If you believe in media narratives (sometimes a very dangerous thing to do) Hillary Clinton’s quest for the White House has come to an end.

 

Since the May 6 primaries in North Carolina and Indiana, media pundits of all stripes have been falling over themselves explaining the mathematical certainties that spell out Clinton’s imminent defeat and Senator Barack Obama’s insurmountable lead in the pledged democratic delegate count.

 

After a primary season full of resurrections (think Obama in Iowa, Clinton herself in New Hampshire, Obama again in South Carolina and Clinton on Super Tuesday) Clinton has finally run out of second, third and fourth lives.

But just hours after narrowly winning in Indiana and getting clocked in North Carolina, Clinton apparently chose to ignore the maths and announced she was staying in the race and heading to campaign in West Virginia for that state’s May 13 primary.

 

The calls to accept the inevitable came quickly.

Yesterday, Clinton’s Senate colleague and supporter Dianne Feinstein told D.C.-based publication The Hill:

“I, as you know, have great fondness and great respect for Senator Clinton and I’m very loyal to her.
“Having said that, I’d like to talk with her and [get] her view on the rest of the race and what the strategy is.

“I think the race is reaching the point now where there are negative dividends from it, in terms of strife within the party.”

 

On Friday, The Hill followed up with Feinstein, who said she had talked to her candidate.

 

“She feels intense support from her people.

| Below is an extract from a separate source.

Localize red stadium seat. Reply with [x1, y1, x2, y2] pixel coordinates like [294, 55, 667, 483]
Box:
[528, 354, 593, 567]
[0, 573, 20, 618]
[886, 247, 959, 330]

She is persevering. She is very collected. She is very determined. She is really together,” Feinstein said.

“And she’s going to make the decision when the time comes. And she doesn’t feel it’s that time.

“Her strategy is to win this, and she is entitled to the opportunity to try. I’m sticking with her.”

 

Everyone knows the LGBT community is generally accepted to be fashion forward, taking on cultural trends and styles long before they reach a place of understanding and respectability in general society.

Could it be Hillary’s sizeable and influential cadre of LGBT supporters need to step in and tell her it’s time to make for a graceful exit?

 

If editorial pages count, the gays have already stepped in.

The Washington Blade, the capital city’s leading LGBT publication, ran an op-ed titled “Hillary, the time has come.”

The Blade initially endorsed Clinton, but Editor-in-Chief Kevin Naff wrote on May 7th:

“It’s time for Hillary’s gay donors and volunteers to look past short-term disappointments and consider the long-term impact of a McCain administration.”

 

For Democrats desperate to see one of their own occupy 1600 Pennsylvania Avenue in 2009, the worst-case scenario is no clear winner in the delegate count and no nominee until the party’s convention in Denver in August.

 

A quick review: because pledged delegate counts for Obama and Clinton are relatively close, neither has been able to get to the 2,025 delegates needed to clinch the nomination.

Instead, “superdelegates,” party leaders, elected officials and select Democratic activists, will be the deciders.

 

If Clinton keeps her campaign going and appeals to undecided superdelegates, it could potentially take months until a candidate is announced.

Queer Clinton supporters, should you be talking tough love to your girl?

 

An LGBT community Democratic operative involved in the campaign says Clinton already has the memo, and that any fears of an old-school convention smack down are unfounded, since that kind of spectacle would do nothing but damage the party and the Clinton brand.

 

Huffington Post contributor Lawrence O’Donnell’s item from May 7 that had a senior campaign official indicating Hillary will be out of the race by June 15 is accurate, the operative said, noting it could be earlier, depending on what happens in the remaining primaries.

Clinton’s campaign chair Terry McAuliffe echoed that sentiment this morning on NBC’s Today show.

 

All this hemming and hawing over Hillary’s continued campaigning is a bit much, the operative argued, since a handful of the remaining uncommitted superdelegates could endorse Obama at any time and end Clinton’s run.

 

“If 50 of them came out, this would be over this afternoon,” the operative said, pointing out that superdelegates could immediately short-circuit the process if they felt Clinton’s continuing campaign was hurting the party or jeopardising Democrat prospects in the general election in November.

 

Of course, letting the process play out for a couple more weeks gives Republican Presidential hopeful John McCain a free ride, many nervous Democrats and Obama supporters counter, which explains why the Democratic National Committee is running anti-McCain TV ads and Obama has been spending more time on the campaign trail taking on McCain as opposed to Clinton.

This tack helps Obama in other ways, too; by ignoring his Democratic opponent he gives the impression the race is over and the Clinton threat has been neutralised.

 

In the meantime, Hillary soldiers on, greeting the crowds in West Virginia and working the few remaining votes left.

But just as it is likely Hillary will be campaigning through June, more LGBT voters will begin to worry about the same things Naff is worried about.

 

One of the comments to Naff’s editorial on the Blade website sums up the feelings of many queer Dems quite nicely.

“The person best able to unify the party now is Senator Clinton. Let’s hope she does the right thing. And soon!”